[mira_talk] Re: BAC vector sequece masking for de novo assembly using PacBio C2

  • From: Juan Pascual Anaya <jpascualanaya@xxxxxxxxx>
  • To: mira_talk@xxxxxxxxxxxxx
  • Date: Sun, 8 Dec 2013 21:16:25 +0900

Hello again, after a very loooong while. I haven't been working on this due
to other more urgent projects I had to do. Finally, I had sometime to write
a script to eliminate the sequence of the BAC vector (please, check below
the e-mail thread to remember), and was able to prepare some data and a
manifest file for MIRA4.

Just to summarize the pipeline of what I've done:

1) Self-correction of more than 100X coverage of PacBio reads (with C2 and
P4)

2) After self-correction, I get ~29.5X coverage with error-corrected-PacBio
reads

3) Align the reads to the sequence of the vectors with SSAHA2, output in
gff format
ssaha2 -best 1 -output gff vector.fasta pacbio.ALL_fastq >
pacbio.ALL_pCC1BAC.gff

4) Delete sequence of the vector, and in case it is in the middle of a
read, split the read into 2, 5' read and 3' read (>300 bp), without vector
sequence. For this, I use a perl script (find attached). I am new to
programming, so probably the code is very nasty... After this, I finally
get ~27.4X coverage, in principle enough to try an assembly..

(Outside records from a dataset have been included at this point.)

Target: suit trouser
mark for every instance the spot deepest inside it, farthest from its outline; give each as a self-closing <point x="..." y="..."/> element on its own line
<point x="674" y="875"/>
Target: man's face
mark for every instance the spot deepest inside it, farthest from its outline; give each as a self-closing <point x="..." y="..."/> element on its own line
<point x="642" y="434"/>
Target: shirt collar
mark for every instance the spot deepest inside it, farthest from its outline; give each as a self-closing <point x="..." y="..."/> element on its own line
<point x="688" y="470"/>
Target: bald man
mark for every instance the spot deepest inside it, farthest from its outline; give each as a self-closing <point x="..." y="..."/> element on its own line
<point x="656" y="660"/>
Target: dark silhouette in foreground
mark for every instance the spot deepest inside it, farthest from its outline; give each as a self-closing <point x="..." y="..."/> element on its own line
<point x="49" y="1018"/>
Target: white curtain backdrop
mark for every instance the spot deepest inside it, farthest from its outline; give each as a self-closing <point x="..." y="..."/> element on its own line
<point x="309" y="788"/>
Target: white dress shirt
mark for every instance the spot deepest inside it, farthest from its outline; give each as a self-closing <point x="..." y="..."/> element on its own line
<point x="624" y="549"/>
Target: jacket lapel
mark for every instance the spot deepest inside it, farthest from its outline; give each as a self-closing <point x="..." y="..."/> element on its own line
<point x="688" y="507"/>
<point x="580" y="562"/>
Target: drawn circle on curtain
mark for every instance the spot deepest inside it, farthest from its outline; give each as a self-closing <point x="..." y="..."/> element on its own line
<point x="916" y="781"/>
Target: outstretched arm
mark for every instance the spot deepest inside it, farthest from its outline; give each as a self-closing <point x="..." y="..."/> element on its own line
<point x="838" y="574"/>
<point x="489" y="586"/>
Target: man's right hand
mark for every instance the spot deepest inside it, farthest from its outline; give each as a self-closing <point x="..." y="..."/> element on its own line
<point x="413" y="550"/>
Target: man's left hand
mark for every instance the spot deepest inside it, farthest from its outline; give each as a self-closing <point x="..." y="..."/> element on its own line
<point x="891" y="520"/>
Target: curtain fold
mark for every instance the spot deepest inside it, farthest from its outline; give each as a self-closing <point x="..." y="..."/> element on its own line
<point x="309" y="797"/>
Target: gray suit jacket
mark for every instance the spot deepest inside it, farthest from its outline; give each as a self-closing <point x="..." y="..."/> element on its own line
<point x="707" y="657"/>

And now my "problems" start with MIRA. I know that the genomic sequence of
this beast, the hagfish, contains nasty repetitive elements, and thus I got
high ratio of megahubs, ~1.5% in the first passes. When I got this
abortion, I reduced the -HS:nrr parameter (usually 100 for genome
assemblies, right?) to 50. Since this failed, I increased the -SK:mmhr to 2
(leaving -HS:nrr as default). I then got a 4% of megahubs, and then
increased the -SK:mmhr to 5 (find attached also the manifest file).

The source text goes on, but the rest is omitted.